Behiring Co., a real estate developer and regional center announced this past Tuesday, February 22nd that they have filed a lawsuit against United States Citizenship and Immigration Services (USCIS), the Department of Homeland Security (DHS) and the Department of State (DOS) in the U.S. District Court of the Northern District of California. The lawsuit claims that federal agencies are overstepping their authority by unilaterally canceling the EB-5 Regional Center Program after June 2021. The plaintiff seeks a court order declaring that the program is unexpired and requiring the DHS and DOS to continue processing EB-5 petitions and visas. Greenberg Traurig, LLP is representing Behiring Co. once again after their victory last year overturning the implementation of the EB-5 Modernization Rule in 2019.

In 1990

Congress created the EB-5 Immigrant Investor Program to provide an opportunity for foreign nationals and their families to become permanent U.S. residents when they invest in businesses that create jobs for American workers.

In 1992

Congress created the Regional Center Program with the intent to help simplify and stimulate EB-5 investment by enabling investors to pool their investments and subscribe to projects pre-approved by USCIS. – A plain reading of the statue demonstrates that Congress established the Regional Center Program as an additional vehicle to facilitate EB-5 investment.

In a separate provision of the same legislation

Congress then created an introductory incentive to attract participants in the form of visa set-aside reserved for Regional Centers that would kick off the new program. This separate incentive was set to expire after 5 years.

For almost 30 years, Congress issued extensions for the set-aside incentive. USCIS has now wrongfully associated the expiration of that temporary incentive as the expiration of the EB-5 RC program as a whole. USCIS is now refusing to process tens of thousands of visa applications after taking in over $47 million in fees from EB-5 regional center investors and their families.

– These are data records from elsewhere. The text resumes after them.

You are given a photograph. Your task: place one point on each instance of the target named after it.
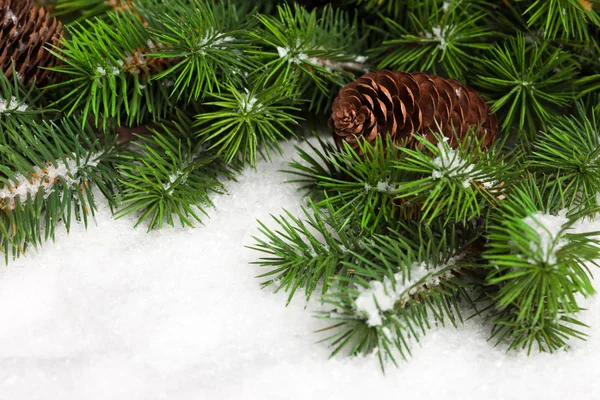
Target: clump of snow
(282, 51)
(113, 312)
(248, 103)
(10, 15)
(170, 185)
(293, 54)
(450, 164)
(548, 228)
(11, 105)
(379, 296)
(42, 179)
(441, 34)
(385, 186)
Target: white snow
(42, 179)
(248, 102)
(381, 296)
(441, 34)
(116, 313)
(548, 228)
(10, 15)
(11, 105)
(450, 164)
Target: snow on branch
(42, 179)
(381, 296)
(548, 228)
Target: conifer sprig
(246, 123)
(171, 176)
(315, 49)
(569, 151)
(46, 180)
(537, 264)
(527, 83)
(438, 38)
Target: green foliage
(527, 83)
(562, 18)
(171, 175)
(569, 151)
(381, 183)
(105, 73)
(243, 123)
(204, 41)
(47, 175)
(438, 38)
(313, 49)
(298, 258)
(394, 239)
(537, 265)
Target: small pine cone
(403, 105)
(26, 32)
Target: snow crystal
(11, 105)
(548, 228)
(170, 185)
(379, 296)
(450, 164)
(43, 179)
(114, 312)
(283, 52)
(440, 33)
(248, 103)
(10, 15)
(384, 186)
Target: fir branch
(527, 83)
(105, 73)
(171, 176)
(568, 19)
(205, 40)
(536, 266)
(569, 151)
(46, 179)
(437, 38)
(245, 123)
(394, 295)
(303, 254)
(311, 48)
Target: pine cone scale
(25, 33)
(403, 105)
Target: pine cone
(403, 105)
(25, 33)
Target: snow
(117, 313)
(43, 179)
(381, 296)
(548, 228)
(450, 164)
(11, 105)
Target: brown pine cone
(403, 105)
(25, 33)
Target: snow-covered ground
(116, 313)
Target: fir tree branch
(171, 176)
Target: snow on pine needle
(382, 296)
(549, 229)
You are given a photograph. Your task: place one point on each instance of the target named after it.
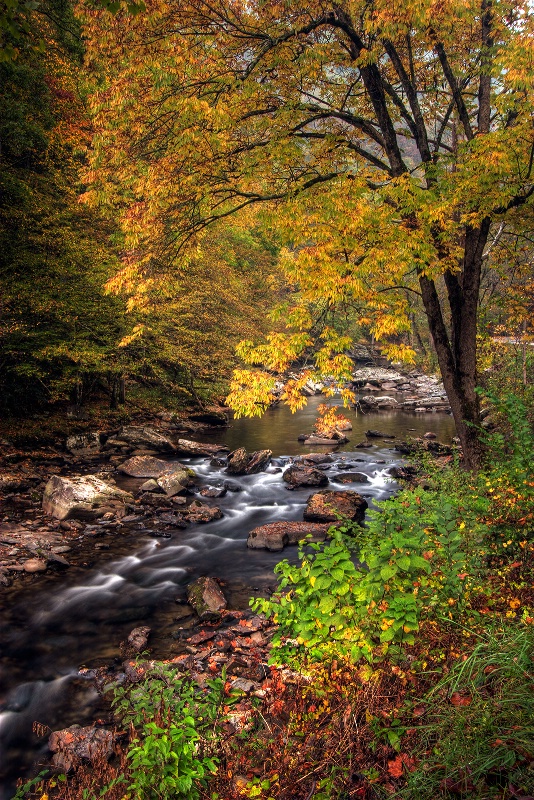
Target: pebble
(34, 565)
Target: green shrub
(174, 734)
(477, 735)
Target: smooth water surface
(52, 630)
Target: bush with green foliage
(173, 725)
(421, 556)
(476, 738)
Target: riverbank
(125, 573)
(441, 705)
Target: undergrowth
(411, 644)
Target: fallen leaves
(458, 700)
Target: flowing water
(50, 631)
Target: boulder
(206, 597)
(81, 497)
(298, 475)
(276, 535)
(13, 483)
(242, 463)
(143, 467)
(187, 447)
(75, 744)
(150, 486)
(352, 477)
(213, 491)
(197, 513)
(376, 374)
(328, 506)
(334, 440)
(144, 436)
(138, 639)
(344, 425)
(314, 458)
(84, 443)
(34, 565)
(175, 480)
(213, 418)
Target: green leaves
(172, 719)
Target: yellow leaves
(251, 393)
(136, 332)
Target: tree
(406, 130)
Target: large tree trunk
(457, 349)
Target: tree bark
(457, 350)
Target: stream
(50, 630)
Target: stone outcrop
(206, 597)
(81, 497)
(175, 480)
(143, 467)
(75, 744)
(298, 475)
(187, 447)
(353, 477)
(277, 535)
(138, 639)
(328, 506)
(84, 443)
(310, 459)
(143, 436)
(199, 513)
(242, 463)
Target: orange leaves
(459, 700)
(402, 762)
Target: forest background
(177, 180)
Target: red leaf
(396, 767)
(458, 699)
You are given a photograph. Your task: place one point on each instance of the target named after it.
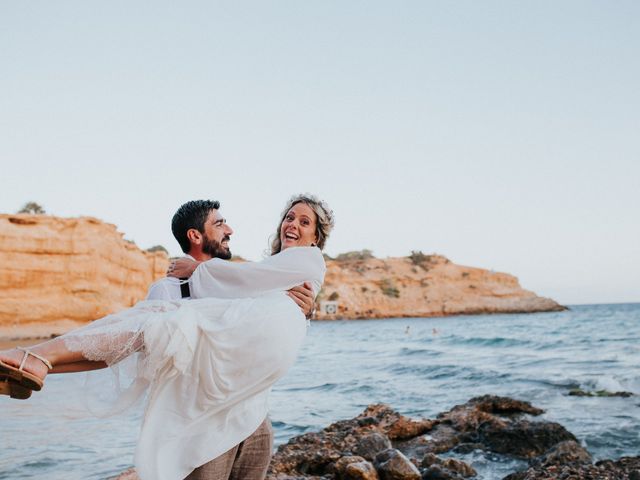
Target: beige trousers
(248, 460)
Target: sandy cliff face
(57, 273)
(65, 271)
(423, 286)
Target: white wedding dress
(207, 363)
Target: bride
(208, 363)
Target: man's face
(215, 241)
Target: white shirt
(167, 288)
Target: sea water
(419, 366)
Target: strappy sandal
(19, 376)
(13, 389)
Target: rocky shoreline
(381, 444)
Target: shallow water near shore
(420, 367)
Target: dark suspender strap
(184, 288)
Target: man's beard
(215, 248)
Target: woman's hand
(182, 268)
(304, 298)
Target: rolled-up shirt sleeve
(291, 267)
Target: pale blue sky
(502, 134)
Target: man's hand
(182, 268)
(303, 296)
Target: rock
(490, 423)
(393, 465)
(355, 468)
(564, 452)
(424, 286)
(58, 273)
(448, 468)
(436, 472)
(576, 392)
(369, 445)
(317, 453)
(522, 438)
(127, 475)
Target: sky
(501, 134)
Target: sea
(418, 366)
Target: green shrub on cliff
(389, 288)
(355, 255)
(33, 208)
(158, 248)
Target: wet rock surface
(382, 444)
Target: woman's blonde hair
(324, 219)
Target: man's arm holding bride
(301, 294)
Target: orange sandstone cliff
(421, 286)
(57, 273)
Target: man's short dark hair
(192, 214)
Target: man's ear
(194, 236)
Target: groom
(203, 234)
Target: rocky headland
(58, 273)
(381, 444)
(421, 286)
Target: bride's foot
(25, 367)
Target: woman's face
(298, 228)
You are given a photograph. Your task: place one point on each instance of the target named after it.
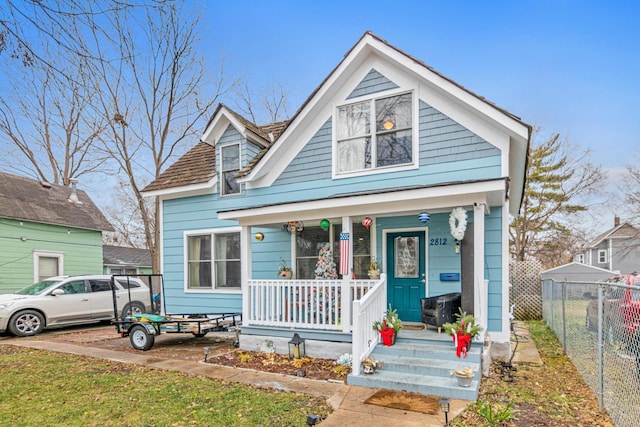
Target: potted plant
(463, 331)
(284, 271)
(374, 270)
(389, 326)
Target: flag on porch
(344, 253)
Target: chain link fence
(598, 325)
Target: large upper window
(375, 133)
(230, 166)
(213, 255)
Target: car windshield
(36, 288)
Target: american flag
(344, 253)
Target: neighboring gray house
(126, 260)
(576, 272)
(617, 249)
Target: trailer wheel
(140, 338)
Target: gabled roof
(369, 43)
(30, 200)
(198, 165)
(622, 231)
(122, 255)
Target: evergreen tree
(558, 174)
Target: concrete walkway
(347, 401)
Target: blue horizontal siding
(372, 83)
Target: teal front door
(406, 273)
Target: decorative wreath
(458, 223)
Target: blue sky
(565, 66)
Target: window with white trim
(375, 133)
(602, 256)
(47, 264)
(213, 261)
(230, 166)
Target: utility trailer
(142, 328)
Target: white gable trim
(219, 125)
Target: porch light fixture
(445, 403)
(296, 347)
(424, 217)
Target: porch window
(213, 255)
(602, 256)
(230, 167)
(312, 239)
(388, 142)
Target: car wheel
(26, 323)
(133, 308)
(140, 338)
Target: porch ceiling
(389, 202)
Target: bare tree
(559, 177)
(48, 121)
(156, 97)
(273, 102)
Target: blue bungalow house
(388, 161)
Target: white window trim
(602, 256)
(213, 289)
(47, 254)
(415, 116)
(222, 170)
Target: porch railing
(314, 304)
(368, 309)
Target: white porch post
(480, 299)
(345, 293)
(245, 271)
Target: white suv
(71, 300)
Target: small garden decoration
(389, 326)
(284, 271)
(463, 331)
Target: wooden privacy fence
(526, 290)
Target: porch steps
(422, 366)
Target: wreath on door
(458, 223)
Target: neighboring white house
(382, 140)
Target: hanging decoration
(424, 217)
(294, 226)
(367, 221)
(326, 266)
(344, 253)
(458, 223)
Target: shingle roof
(122, 255)
(31, 200)
(188, 174)
(196, 166)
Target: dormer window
(230, 166)
(375, 133)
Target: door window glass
(406, 257)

“For years, many people operated under the false pretense that the program was set to expire, and it never made sense — it is unfathomable that Congress would design a program where foreign nationals could invest their life savings in U.S. businesses and pay USCIS millions in application fees only to watch the program self-destruct in the middle of a years-long wait for a visa. But as a plain reading of the statute indicates, the core program was never intended to expire,” said Colin Behring, CEO of Behring Co. “This misinterpretation has had far-reaching effects, as artificial expiration dates create havoc for investors and projects that have an ultimate desire for stability. We are hopeful that the court will order these agencies to continue processing regional center-associated petitions and visa applications, removing 40,000 investors from an unjust position of limbo.”

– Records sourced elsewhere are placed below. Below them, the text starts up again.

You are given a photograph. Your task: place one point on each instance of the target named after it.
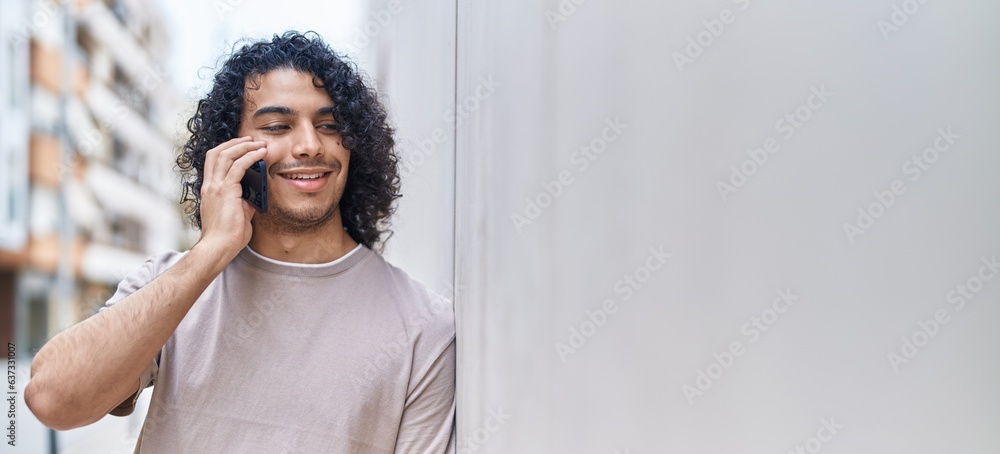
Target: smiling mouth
(303, 176)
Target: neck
(321, 244)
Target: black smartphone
(254, 184)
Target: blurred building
(87, 182)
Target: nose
(307, 144)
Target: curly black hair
(373, 173)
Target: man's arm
(84, 372)
(428, 423)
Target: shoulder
(422, 309)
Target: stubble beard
(280, 219)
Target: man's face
(306, 162)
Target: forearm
(85, 371)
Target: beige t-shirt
(351, 356)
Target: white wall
(655, 185)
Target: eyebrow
(273, 109)
(281, 110)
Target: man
(280, 331)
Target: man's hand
(225, 216)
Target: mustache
(330, 166)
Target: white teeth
(304, 176)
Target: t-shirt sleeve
(149, 270)
(428, 423)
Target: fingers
(219, 160)
(243, 163)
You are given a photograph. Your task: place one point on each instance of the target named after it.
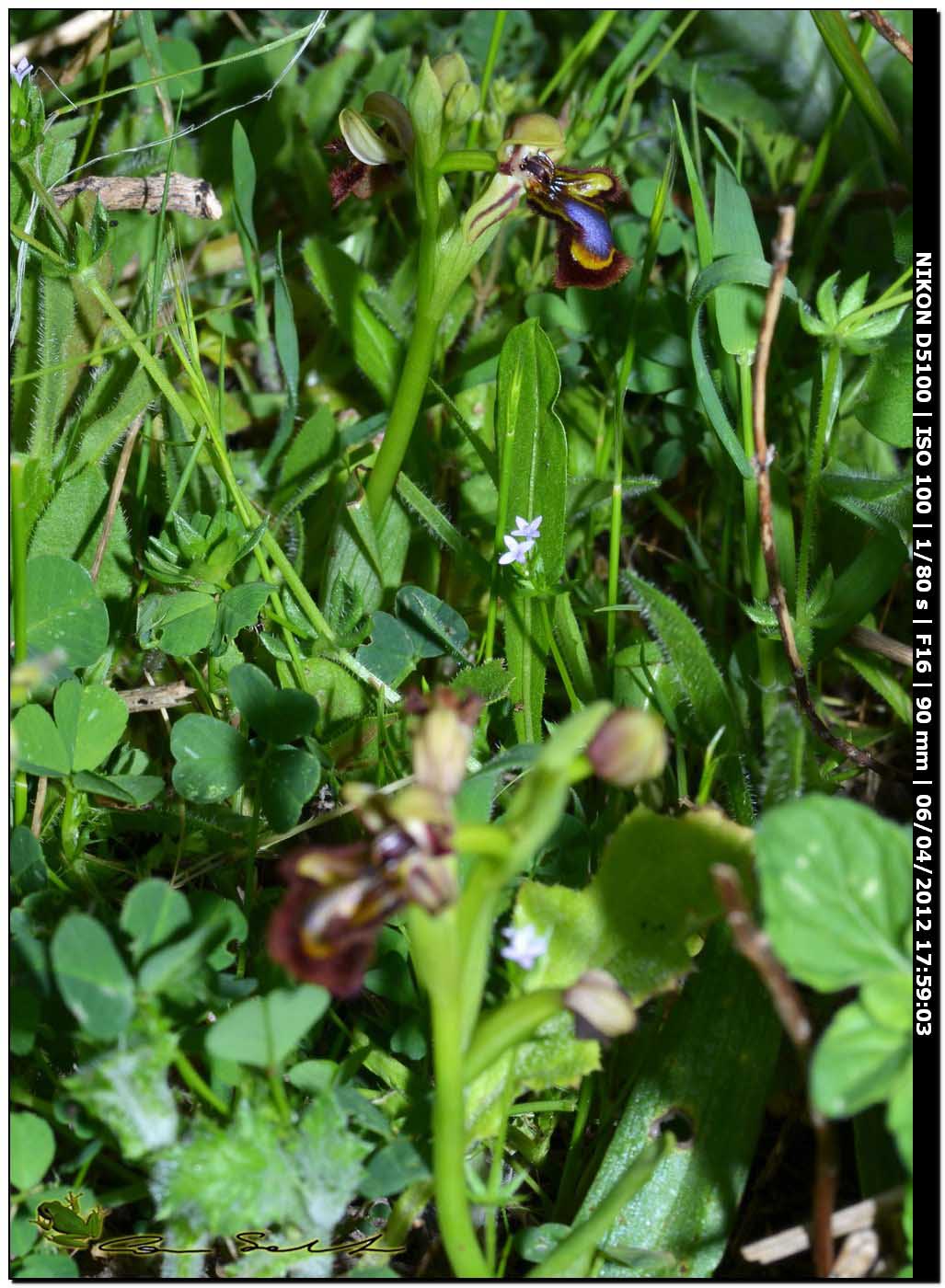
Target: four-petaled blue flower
(525, 946)
(529, 531)
(516, 551)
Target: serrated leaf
(277, 715)
(62, 611)
(264, 1029)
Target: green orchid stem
(507, 1026)
(815, 464)
(571, 1258)
(197, 1085)
(434, 947)
(767, 650)
(403, 414)
(18, 536)
(419, 360)
(467, 160)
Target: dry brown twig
(886, 29)
(755, 946)
(788, 1243)
(782, 248)
(186, 196)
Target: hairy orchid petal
(499, 200)
(393, 112)
(537, 132)
(363, 142)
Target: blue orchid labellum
(586, 251)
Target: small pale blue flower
(516, 551)
(525, 946)
(21, 71)
(529, 531)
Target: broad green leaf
(92, 976)
(90, 720)
(213, 760)
(276, 715)
(857, 1063)
(128, 788)
(721, 1033)
(28, 862)
(179, 625)
(63, 612)
(261, 1030)
(152, 912)
(32, 1148)
(884, 406)
(342, 286)
(533, 469)
(38, 744)
(651, 892)
(734, 232)
(128, 1091)
(835, 885)
(287, 783)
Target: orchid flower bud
(628, 749)
(602, 1008)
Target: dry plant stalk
(782, 248)
(186, 196)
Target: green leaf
(651, 892)
(71, 527)
(835, 885)
(63, 611)
(32, 1148)
(721, 1033)
(342, 287)
(434, 627)
(851, 66)
(92, 976)
(129, 1092)
(393, 1168)
(857, 1063)
(261, 1030)
(213, 760)
(289, 781)
(277, 715)
(709, 704)
(237, 609)
(38, 744)
(152, 912)
(90, 720)
(533, 469)
(244, 183)
(179, 625)
(884, 406)
(734, 232)
(28, 862)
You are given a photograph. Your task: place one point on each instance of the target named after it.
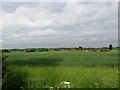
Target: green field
(82, 69)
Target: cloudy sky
(60, 24)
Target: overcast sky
(60, 24)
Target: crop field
(63, 69)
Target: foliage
(110, 47)
(49, 69)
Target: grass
(64, 58)
(82, 69)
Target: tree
(110, 47)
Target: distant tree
(110, 47)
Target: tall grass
(65, 58)
(79, 77)
(48, 69)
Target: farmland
(82, 69)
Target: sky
(59, 24)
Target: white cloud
(75, 23)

Behring added: “We have long been supporters of positive EB-5 modernization, and we recognize that Congress is in the process of creating meaningful reforms to the program. The simple text of the law and the merits of this case prove the permanency of the Regional Center program. Congress can now squarely focus on reform as there is no need to reauthorize a program that is already permanent. More importantly, if positive reform efforts were thwarted by parties leveraging a fake expiration to hold the fate of existing investors hostage while trying further their own self-interest, that can end now. The initial law’s correct interpretation combined with the commonsense reforms being developed by Congress will restore EB-5 to its position as our country’s most powerful and only fully self-funded economic development program.”

Since the program’s inception, EB-5 investors have injected more than $41 billion in U.S. projects that have created over 820,000 full-time jobs at no cost to U.S. taxpayers. Besides the Behiring lawsuit USCIS, DHS and DOS are set to receive additional litigation as over 40,000 investors and their families are impacted by their action. Large multiple-investor lawsuits are forming and in search of additional plaintiffs seeking there own injunctive relief, writ of mandamus action and even recovery of unlawfully collected fees under the “Little Tucker Act.”